Find the exact area of the region between the curve $y = 4x^3 - 2x^2 - 12x$ and the x=axis, over the interval [-1, 2]

My Work:

$\int_{-1}^2\;(4x^3 - 2x^2 - 12x)\;dx = x^4 - \frac{2}{3}\; x^3 - 6x^2$

$Let\; x = 2\;\;\;\;\; 2^4 - \frac{2}{3}\; (2)^3 - 6(2)^2$

$Let\; x = -1\;\;\;\;\; (-1)^4 - \frac{2}{3}\;(-1)^3 - 6(-1)^2$

$\left[2^4 - \frac{2}{3}\;(2)^3 - 6(2)^2\right] - \left[(-1)^4 - \frac{2}{3}\;(-1)^3 - 6(-1)^2\right]$

$= 3.75\; units^2$

Hows my answer look here?
April 27th 2008, 04:03 PM
icemanfan

Quote:

Originally Posted by R3ap3r

Find the exact area of the region between the curve $y = 4x^3 - 2x^2 - 12x$ and the x=axis, over the interval [-1, 2]

My Work:

$\int_{-1}^2\;(4x^3 - 2x^2 - 12x)\;dx = x^4 - \frac{2}{3}\; x^3 - 6x^2$

$Let\; x = 2\;\;\;\;\; 2^4 - \frac{2}{3}\; (2)^3 - 6(2)^2$

$Let\; x = -1\;\;\;\;\; (-1)^4 - \frac{2}{3}\;(-1)^3 - 6(-1)^2$

$\left[2^4 - \frac{2}{3}\;(2)^3 - 6(2)^2\right] - \left[(-1)^4 - \frac{2}{3}\;(-1)^3 - 6(-1)^2\right]$

$= 3.75\; units^2$

Hows my answer look here?

Looks good again. For you, the power rule is obviously not a problem. However, you must be careful that you are answering the question correctly. If there is a root of the equation between -1 and 2, you have a problem.
April 27th 2008, 04:09 PM
icemanfan

Yeah, the root x = 0 is going to cause you problems. Let $f(x) = 4x^3 - 2x^2 - 12x$ . Then you want to integrate $\int_{-1}^{0} f(x)$ and $\int_{0}^{2} f(x)$ separately, and add the absolute values of the answers.
April 27th 2008, 04:32 PM
R3ap3r

so you saying mines wrong then?
April 27th 2008, 04:40 PM
TheEmptySet

2 Attachment(s)

Quote:

Originally Posted by R3ap3r

so you saying mines wrong then?

Yes look at the graphs below

Attachment 6080

Attachment 6081

we need to break it up into two integrals

$\int_{-1}^{0}f(x)dx-\int_{0}^{2}f(x)dx$

The minus sign is because the area is below the x axis.

I hope this clears it up.
April 27th 2008, 06:18 PM
R3ap3r

I c. how do you show your working for that exactly?
April 27th 2008, 06:23 PM
Mathstud28

State that the curve is less than 0 on [-1,0] and greater than 0 on [0,2] then state that to get the area of a curve when it is below the x-axis you must take the opposite of it...evaluate the integrals..add and poof! you have the answer
April 27th 2008, 06:50 PM
R3ap3r

what I meant to say was what did you get as your answer for it emptyset? does it differ a lot from my own?
April 27th 2008, 06:56 PM
Mathstud28

Quote:

Originally Posted by R3ap3r

what I meant to say was what did you get as your answer for it emptyset? does it differ a lot from my own?

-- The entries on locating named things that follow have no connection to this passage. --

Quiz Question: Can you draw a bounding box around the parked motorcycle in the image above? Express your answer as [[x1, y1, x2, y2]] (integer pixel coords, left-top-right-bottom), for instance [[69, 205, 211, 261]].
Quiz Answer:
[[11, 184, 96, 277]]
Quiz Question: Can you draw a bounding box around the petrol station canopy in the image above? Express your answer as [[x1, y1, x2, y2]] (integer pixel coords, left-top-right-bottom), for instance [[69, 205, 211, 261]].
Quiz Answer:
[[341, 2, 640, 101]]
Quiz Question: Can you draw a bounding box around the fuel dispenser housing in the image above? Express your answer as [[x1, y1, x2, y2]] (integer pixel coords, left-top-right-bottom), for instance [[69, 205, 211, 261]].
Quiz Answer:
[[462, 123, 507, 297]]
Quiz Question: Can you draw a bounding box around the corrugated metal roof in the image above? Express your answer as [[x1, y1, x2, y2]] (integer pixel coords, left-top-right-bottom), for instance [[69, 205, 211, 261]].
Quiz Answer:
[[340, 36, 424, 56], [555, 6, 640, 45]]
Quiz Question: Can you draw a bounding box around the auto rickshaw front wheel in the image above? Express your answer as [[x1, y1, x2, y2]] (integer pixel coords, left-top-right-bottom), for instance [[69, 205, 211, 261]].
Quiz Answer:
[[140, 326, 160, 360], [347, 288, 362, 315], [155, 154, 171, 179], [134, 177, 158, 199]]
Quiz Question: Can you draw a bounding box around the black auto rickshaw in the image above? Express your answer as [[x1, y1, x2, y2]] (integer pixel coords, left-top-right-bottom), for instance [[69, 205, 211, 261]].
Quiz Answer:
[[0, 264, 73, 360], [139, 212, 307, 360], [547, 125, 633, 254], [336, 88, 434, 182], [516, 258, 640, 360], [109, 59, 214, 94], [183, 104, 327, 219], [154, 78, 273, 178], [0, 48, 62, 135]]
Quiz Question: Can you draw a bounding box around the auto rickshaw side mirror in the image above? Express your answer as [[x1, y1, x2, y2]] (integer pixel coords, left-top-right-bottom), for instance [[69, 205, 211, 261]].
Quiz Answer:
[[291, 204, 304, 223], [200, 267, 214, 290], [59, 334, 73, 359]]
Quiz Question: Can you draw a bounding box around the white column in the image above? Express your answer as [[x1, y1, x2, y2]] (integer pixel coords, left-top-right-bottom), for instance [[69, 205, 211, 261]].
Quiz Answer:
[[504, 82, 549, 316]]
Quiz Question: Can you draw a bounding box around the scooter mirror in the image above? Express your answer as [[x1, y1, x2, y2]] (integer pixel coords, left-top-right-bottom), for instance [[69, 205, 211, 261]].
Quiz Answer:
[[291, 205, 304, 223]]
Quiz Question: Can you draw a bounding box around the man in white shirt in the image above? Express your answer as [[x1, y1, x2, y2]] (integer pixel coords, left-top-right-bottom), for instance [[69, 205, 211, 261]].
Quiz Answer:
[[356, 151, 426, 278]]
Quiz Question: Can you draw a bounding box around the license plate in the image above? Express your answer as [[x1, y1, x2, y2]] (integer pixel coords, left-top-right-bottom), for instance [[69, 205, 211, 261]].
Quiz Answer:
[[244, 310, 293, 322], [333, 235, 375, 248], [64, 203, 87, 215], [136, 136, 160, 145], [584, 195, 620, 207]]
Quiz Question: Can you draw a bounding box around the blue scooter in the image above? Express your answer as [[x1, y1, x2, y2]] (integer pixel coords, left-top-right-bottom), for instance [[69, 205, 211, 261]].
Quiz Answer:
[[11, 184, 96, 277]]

Taking $\int_{-1}^{0}f(x)dx-\int_0^{2}f(x)dx=\frac{13}{3}+\frac{40}{3}=\frac{5 3}{3}$ square units
April 27th 2008, 06:59 PM
R3ap3r

so where exactly did i go wrong in my first post?
April 27th 2008, 07:02 PM
Mathstud28

Quote:

Originally Posted by R3ap3r

so where exactly did i go wrong in my first post?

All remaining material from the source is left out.